"Best Bets" for Promoting High School Completion: Programs: Encouraging high school completion among low SES adolescents (particularly low-income or rural White and low-income Latino adolescents).

Socioeconomic status (SES), as indicated by family income and parental education, is associated with higher levels of likelihood to complete high school. McNeal (1995), for example, found that high SES students are less likely to drop out of high school. Haveman and Wolfe (1995) found that family income/poverty ratio increases the likelihood to graduate from high school, after controlling for background factors. They also found that the number of years of poverty decreases number of years of schooling completed, after controlling for background factors. Last, they found that number of years spent with family's post-tax income was below the poverty line decreased likelihood to graduate from high school, after controlling for background factors.

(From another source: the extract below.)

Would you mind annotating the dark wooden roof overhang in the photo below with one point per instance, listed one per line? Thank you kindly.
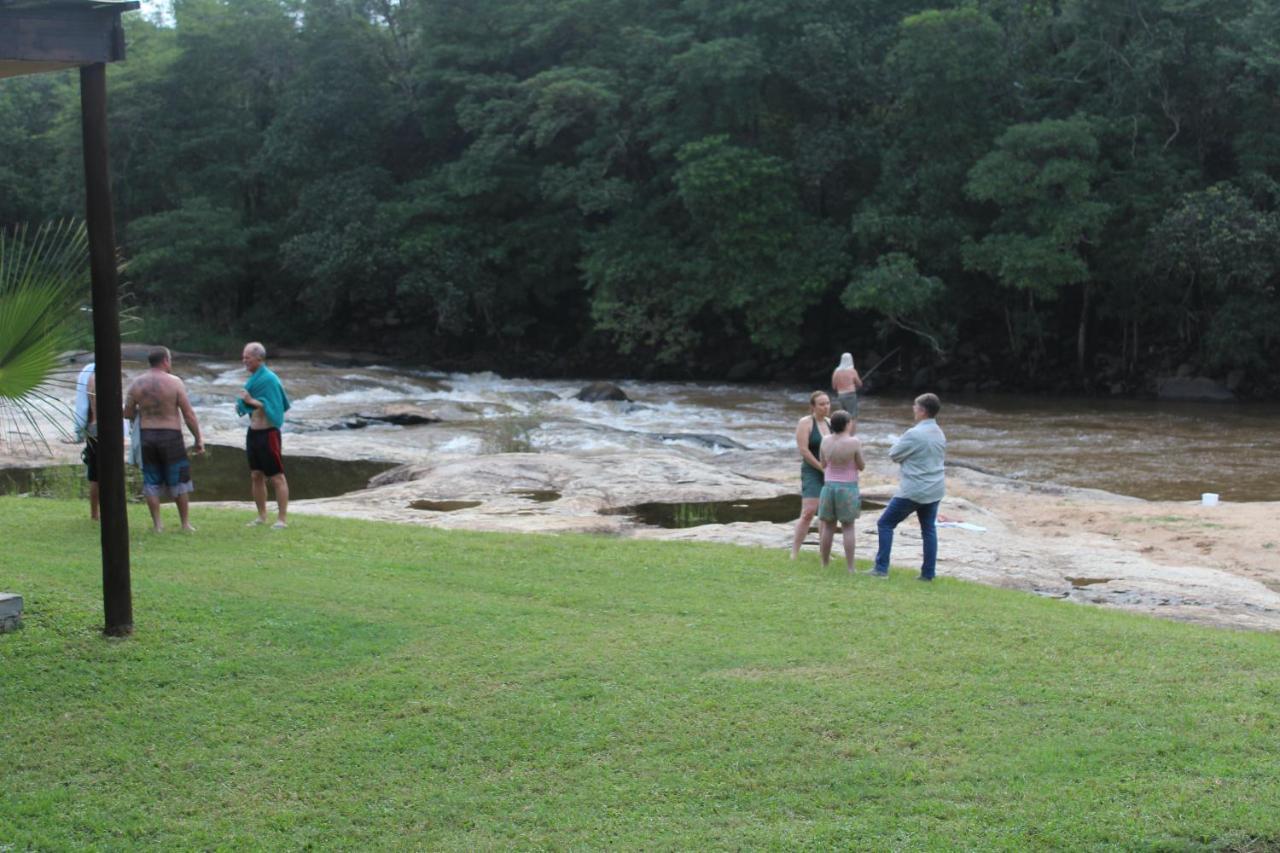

Racial and ethnic background has been found to predict likelihood to graduate from high school. Research has consistently demonstrated that Black and Hispanic adolescents are more likely to graduate from high school than White adolescents after controlling for background factors such as SES, although Blacks and Hispanics, even more so, are less likely to graduate from high school than Whites. Blacks and Hispanics are less likely to drop out after controlling for prior achievement as indicated by test performance and SES (McNeal, 1995). Haveman and Wolfe (1995) found that being Black and that being a Black female independently increased likelihood of graduating from high school and number of years of schooling completed, after accounting for background factors. Among adolescent males who were disadvantaged, as indicated by the their mother's status as a high school noncompleter, Blacks and Hispanics were found to be more likely to graduate from high school and to attend college than Whites (Tienda & Ahituv, 1996). Mensch and Kandel (1988), in an analysis of NLSY79 data, found that being black was associated with decreased likelihood of dropping out of high school in comparison to being White, while being Hispanic was associated with a decreased likelihood of dropping out of high school in comparison to being White for women only. Cairns, Cairns, and Neckerman (1989) found that Black adolescents, in their analysis of a mostly Southern and rural/suburban sample, were less likely than White adolescents to have dropped out by 11th grade. However, it's noteworthy that national indicators have shown that Black students, and Hispanic students, in particular, have higher dropout rates than white students, so these findings must be taken in that context (U.S. Department of Education, 2000).